When considering my options regarding the CPA education requirement, I concluded that going to graduate school is probably my best option.
I have been strongly considering the University of Colorado at Denver as my school of choice because. as a public school, their tuition rates are much more reasonable the other schools in the area.
A friend, who works in the graduate financial aid office at the University of Denver suggested I take a look at DU’s program. Daniel’s College of Business—which offers both an MAcc and a dual MAcc/MBA degree—is one of the best business colleges in the country. I’d given it a passing thought before, but the private school price tag makes me wary.
My friend recognized my tuition-based hesitation and suggested that there are quite a few merit-based scholarships that I could apply for that might make the private school price tag more palatable, but I’m not convinced that the possibility of getting a good scholarship is worth the definite reality of paying more for schooling if I don’t get a scholarship.
My goal for this CPA project is to accumulate as little additional debt as possible, and part of the reason I have student debt in the first place is because I went to a small, private, expensive, liberal arts school for my undergraduate degree.
University of Colorado at Denver has a lot to recommend it:
- It’s about 10 minutes walking distance from where I work, which is nice because I take public transportation to work, and could easily take it home from school after my classes.
- Tuition and fees are relatively inexpensive: one class (3 semester hours) is $1,817.
- They offer many of their graduate-level classes in the evening.
The downsides? I suppose that the business college at CU-Denver is not as well-recognized as that of DU. Otherwise, I’m not sure what downsides there might be.
- DU is relatively close to where I work.
- DU’s Daniel’s College of Business is ranked #15 internationally.
- Their program is much easier to research online
While DU isn’t too much further away from where I work than CU-Denver is, I would have to take public transportation to get there, which might then interfere with my work or class schedules.
The fact that Daniel’s College of Business is ranked #15 internationally has a certain amount of appeal. If money wasn’t a concern, I would love the prestige getting a degree from a college so well-regarded world-wide.
But is it necessary for me to go to a top ranked business school?

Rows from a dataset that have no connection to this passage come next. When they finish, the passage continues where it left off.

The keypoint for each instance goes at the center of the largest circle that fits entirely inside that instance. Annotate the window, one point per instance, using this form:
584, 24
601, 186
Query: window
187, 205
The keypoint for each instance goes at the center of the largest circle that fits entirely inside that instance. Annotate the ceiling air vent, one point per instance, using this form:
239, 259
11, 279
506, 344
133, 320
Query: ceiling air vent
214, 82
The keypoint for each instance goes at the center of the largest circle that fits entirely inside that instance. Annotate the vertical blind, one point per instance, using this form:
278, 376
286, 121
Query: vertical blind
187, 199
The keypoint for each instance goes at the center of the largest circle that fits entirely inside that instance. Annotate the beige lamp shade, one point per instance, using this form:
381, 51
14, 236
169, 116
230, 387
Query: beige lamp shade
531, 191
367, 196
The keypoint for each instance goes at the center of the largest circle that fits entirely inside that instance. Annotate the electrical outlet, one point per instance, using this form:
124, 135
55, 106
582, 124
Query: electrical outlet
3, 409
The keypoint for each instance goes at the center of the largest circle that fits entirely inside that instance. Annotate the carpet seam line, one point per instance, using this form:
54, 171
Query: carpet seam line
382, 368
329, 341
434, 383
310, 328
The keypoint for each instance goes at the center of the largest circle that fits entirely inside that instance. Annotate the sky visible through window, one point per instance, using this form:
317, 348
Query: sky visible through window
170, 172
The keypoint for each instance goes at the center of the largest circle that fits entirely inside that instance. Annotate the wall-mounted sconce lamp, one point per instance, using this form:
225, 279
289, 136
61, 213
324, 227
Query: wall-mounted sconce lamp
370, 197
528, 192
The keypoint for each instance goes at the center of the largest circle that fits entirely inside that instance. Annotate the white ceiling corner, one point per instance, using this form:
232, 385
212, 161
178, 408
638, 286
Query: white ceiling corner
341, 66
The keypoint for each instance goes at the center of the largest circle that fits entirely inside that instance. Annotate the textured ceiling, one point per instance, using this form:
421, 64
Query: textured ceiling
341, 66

Not really. Can I afford it? Unlikely, without a lot of scholarship or grant support. Or a lot of student loans.
Ease of researchability is nice, but it’s not going to make or break this decision, especially when tuition and fees for one class (4 quarter hours) is $4,370.
What about your predicted income as a CPA? Doesn’t that count for anything?
One of the things I learned about in my current job is the SLOPE calculator. SLOPE stands for Student Loans Over Predicted Earnings and is a way to look at how much money you can “afford” to take out in student loans, based on your income once you graduate.
I plan to dig into the actual numbers on each school, and the SLOPE calculator in a later post, but let me say now that the idea of borrowing money against some future income makes me just as wary as choosing a school based on predicted scholarship “winnings.”
I’ve been around long enough to know that the future doesn’t always pan out the way you think it will, and it’s better to plan based on what you know, instead of based on what you hope.
Granted, this opinion is colored by the fact that the undergraduate degree program I chose (Philosophy) had no obvious career path except further schooling, which meant that instead of starting right away in a good, entry-level job in my field, I floundered about for several years, underemployed, just trying to make ends meet.
I still think that CU-Denver is the better option for me, but I’ll know more once I’ve studied the numbers.